22. S’agissant en revanche du préjudice moral, il apparait effectivement que la mise sur le marché des bouteilles litigieuses revêtues de l’appellation « Champagne » est de nature à avilir l’appellation en cause. Il reste toutefois que, la totalité de la cargaison de boisson « Couronne Fruit Champagne » ayant été retenue par les services de douane du Havre, aucun produit contrefaisant n’a été commercialisé en France ou en Europe par la société Lidy Services. Il en résulte que le produit contrefaisant n’a pas été diffusé auprès des consommateurs nationaux et européens et n’a donc porté qu’une atteinte limitée à l’image de l’appellation « Champagne ». La société Lidy Services sera ainsi condamnée au versement de la somme de 1.000 euros en réparation du préjudice causé au C.I.V.C. 

24. Il sera en outre fait interdiction à la société Lidy Services de poursuivre ses agissements contrefaisants et il y a lieu de faire droit à la demande de destruction des produits saisis.

25. Les autres dispositions du présent jugement réparant suffisamment le préjudice subi, il n’y a pas lieu de faire droit à la demande de publication présentée par le CIVC.

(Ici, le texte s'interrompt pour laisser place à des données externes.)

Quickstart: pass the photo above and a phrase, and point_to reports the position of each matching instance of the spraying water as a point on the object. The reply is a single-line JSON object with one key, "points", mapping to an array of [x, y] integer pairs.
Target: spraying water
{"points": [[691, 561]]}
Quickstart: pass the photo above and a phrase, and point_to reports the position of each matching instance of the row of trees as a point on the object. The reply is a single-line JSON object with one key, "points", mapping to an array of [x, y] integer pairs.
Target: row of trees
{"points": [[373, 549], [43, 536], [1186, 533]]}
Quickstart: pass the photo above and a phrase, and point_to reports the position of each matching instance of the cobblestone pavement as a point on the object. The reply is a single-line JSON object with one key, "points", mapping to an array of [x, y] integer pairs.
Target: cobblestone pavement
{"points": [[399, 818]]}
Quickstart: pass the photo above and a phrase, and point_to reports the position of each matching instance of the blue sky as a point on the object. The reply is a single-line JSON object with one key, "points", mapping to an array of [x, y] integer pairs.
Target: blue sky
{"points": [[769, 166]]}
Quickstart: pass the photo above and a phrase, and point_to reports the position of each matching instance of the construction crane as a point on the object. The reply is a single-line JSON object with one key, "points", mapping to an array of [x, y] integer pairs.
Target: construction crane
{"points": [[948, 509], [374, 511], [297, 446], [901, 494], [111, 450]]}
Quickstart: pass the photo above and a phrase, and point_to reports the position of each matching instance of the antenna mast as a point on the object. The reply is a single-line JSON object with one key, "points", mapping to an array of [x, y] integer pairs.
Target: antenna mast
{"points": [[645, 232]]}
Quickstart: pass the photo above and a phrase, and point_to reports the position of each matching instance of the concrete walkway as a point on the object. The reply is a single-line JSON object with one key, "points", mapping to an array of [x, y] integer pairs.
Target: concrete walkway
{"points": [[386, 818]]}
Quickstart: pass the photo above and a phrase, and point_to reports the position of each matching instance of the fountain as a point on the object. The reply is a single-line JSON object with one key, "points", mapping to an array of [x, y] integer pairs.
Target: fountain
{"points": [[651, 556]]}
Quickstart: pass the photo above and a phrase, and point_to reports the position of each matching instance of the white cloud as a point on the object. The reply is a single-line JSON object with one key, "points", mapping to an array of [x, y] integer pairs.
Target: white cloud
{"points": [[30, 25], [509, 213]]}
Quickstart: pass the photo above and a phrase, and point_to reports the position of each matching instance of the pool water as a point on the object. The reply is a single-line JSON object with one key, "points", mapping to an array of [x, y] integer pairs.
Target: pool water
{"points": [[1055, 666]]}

26. Partie perdante au sens des dispositions de l’article 696 du code de procédure ci vile, la société Lidy Services sera condamnée aux dépens, ainsi qu’à payer au CIVC la somme de 5.000 euros au titre de l’article 700 du code de procédure civile.

27. Aucune circonstance ne justifiant de l’écarter, il y a lieu de rappeler que le présent jugement est de plein droit revêtu de l’exécution provisoire, y compris en ce qui concerne la mesure de destruction des produits contrefaisants retenus.

PAR CES MOTIFS, 

Le tribunal,

FAIT INTERDICTION à la société Lidy Services d’importer, d’offrir à la vente et de vendre la boisson « Couronne Fruit Champagne » et ce, sous astreinte de 150 euros par infraction (c’est à dire par bouteille contrefaisante) constatée, courant à l’expiration d’un délai de 15 jours suivant la signification du présent jugement et pendant 180 jours ; 

ORDONNE, aux frais de la société Lidy Services, la destruction de l’intégralité du stock de boisson « Couronne Fruit Champagne » placé en retenue par les services de douane le 15 octobre 2021 et entreposé dans les locaux de la société Entreposage Havrais ; 

CONDAMNE la société Lidy Services à payer au Comité Interprofessionnel du Vin de Champagne (C.I.V.C.) la somme de 1.000 euros en réparation du préjudice moral causé par l’atteinte à l’appellation d’origine « Champagne » ; 

DEBOUTE le C.I.V.C. de sa demande de publication du jugement ; 

CONDAMNE la société Lidy Services aux dépens qui comprendront les frais de saisie-contrefaçon et de retenue, et autorise la Selarl M-P Escande à recouvrer directement ceux dont elle aurait fait l’avance sans avoir reçu provision, conformément aux dispositions de l’article 699 du code de procédure civile ; 

CONDAMNE la société Lidy Services à payer au C.I.V.C. la somme de 5.000 euros au titre de l’article 700 du code de procédure civile ; 

RAPPELLE que la présente est exécutoire de droit à titre provisoire, y compris en ce qui concerne la destruction des produits contrefaisants.

Fait et jugé à Paris le 11 Octobre 2022.